BEIJING (Reuters) - China's news censors will create a new "black list" to force out reporters found breaking rules, an official news agency said on Friday, adding to the wary government's tools for media control.

Li Dongdong, a deputy chief of the General Administration of Press and Publication, told officials that proposed strengthened regulations for Chinese journalists would include a "full database of people who engage in unhealthy professional conduct", the China News Service reported.

"People entered into the transgressor list will be excluded from engaging in news reporting and editing work," the report said, citing Li.

She said stricter controls being drafted by the agency were needed to "resolutely halt fake news".

But a critic said the ruling Communist Party's real target was probably combative reporters and editors who buck its propaganda controls.

"A database for this kind of thing would be a new thing," said Li Datong, a former editor at the official China Youth Daily who was shunted out of his job for criticising censorship.

"This fighting fake news is a cloak. You can call all sorts of news fake," he said. "There really is a problem with fake reporting and reporters, but there are already plenty of ways to deal with that."

Chinese media are state-controlled. But many of the nation's thousands of newspapers and magazines are seeking to survive in a brutally competitive market, and some seek to attract readers with exposes of corruption and official misdeeds.

There have also been many reports of journalists, real and bogus, seeking bribes from companies not to report bad news, such as coal mine disasters.

China already has plenty of rules and officials controlling the flow of news and the Communist Party's Propaganda Department minutely manages what newspapers and other media do and do not report.
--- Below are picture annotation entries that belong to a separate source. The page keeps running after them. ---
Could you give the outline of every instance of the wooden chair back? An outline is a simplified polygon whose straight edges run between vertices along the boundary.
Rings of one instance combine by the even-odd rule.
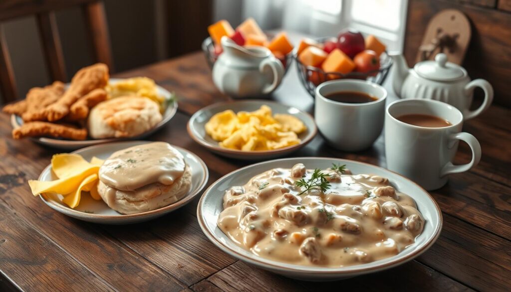
[[[45,62],[51,79],[67,80],[62,46],[54,11],[80,6],[91,44],[94,58],[113,71],[110,39],[104,7],[100,0],[2,0],[0,23],[17,17],[35,15]],[[16,99],[16,79],[11,63],[5,36],[0,27],[0,89],[4,103]]]

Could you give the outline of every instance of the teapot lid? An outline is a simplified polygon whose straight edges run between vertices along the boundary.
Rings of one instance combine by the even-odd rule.
[[[420,76],[438,81],[450,81],[467,76],[463,67],[447,62],[445,54],[437,54],[434,61],[419,62],[413,68]]]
But officials believe these controls are not enough. The government is worried about unrest amid the economic slowdown and a series of politically sensitive anniversaries, especially the 20th year since troops crushed pro-democracy protests in 1989.

"This year, the General Administration of Press and Publication will introduce a series of rules and regulations to strengthen oversight and administration of news professionals and reporting activities," the report said, citing an announcement from an official meeting.

The agency will tighten up approvals for Chinese reporters' credentials, it said. Such rules would not apply to foreign reporters in China, who are regulated by the Ministry of Foreign Affairs.